When sanding, be sure to maintain the proper grit sequence. Failure to maintain grit sequence can end in scratches showing through the topcoat. Finishing with 320-grit sandpaper is recommended for gloss finishes. Satin finishes can be sanded up to 220-grit.

An exterior application will need at least three coats of a UV protective topcoat for prolonged durability. UV protective topcoats will periodically need recoating. When the UV protective coating begins losing it luster, you should plan on recoating soon.

For more information, see our detailed literature on coating and finishing outdoor wood.

For exterior applications or environments where the wood will be exposed to moisture, it is critical to completely encapsulate the wood in epoxy. To prevent damaging moisture cycling effects and obtain the best results ensure all surfaces of the wood are coated with at least 3 coats epoxy.

For additional information please refer to "Clear Finishing of Outdoor Wood" located within the Whitepapers section of our Resources menu.

We carry two epoxy sealers, both of which will perform equally as a sealer. The differences are found in application and physical properties.

1) Clear Coat is a low-viscosity, 100% solids, solvent-free epoxy sealer that cures to a clear gloss finish. It has a 2:1 (resin:hardener) mix ratio by volume and has a pot life of 60 minutes. Because it contains no solvents, foam rollers and brushes can be used.

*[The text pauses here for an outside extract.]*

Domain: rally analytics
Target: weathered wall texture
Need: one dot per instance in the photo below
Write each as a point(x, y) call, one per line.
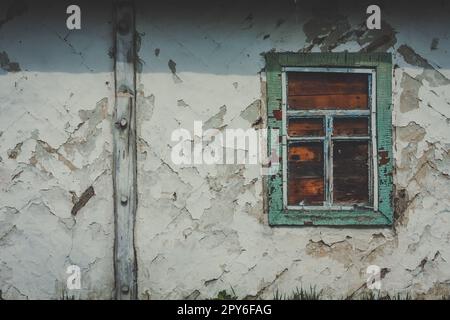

2) S-1 Sealer is a great alternative for a penetrating epoxy sealer. It is a 50% solids, solvent-based epoxy system. This sealer has a 1:1 (resin:hardener) mix ratio by volume and offers a long pot life of 24 hours at 70°F. Because it contains solvents only solvent resistant rollers and brushes should be used.

The mode of application, porosity, and material of the substrate may be a good deciding factor in choosing the best sealer for your project. If the substrate is very porous, you might consider using the Clear Coat for its higher solids and faster film build. The S-1 Sealer may not be ideal for materials that are not compatible with strong solvents (e.g. EPS foam, thermoplastics). However, if you set up to safely spray apply epoxy, S-1 Sealer is the product to use. Note that spraying epoxy should only be done by professionals working with the proper personal protective equipment.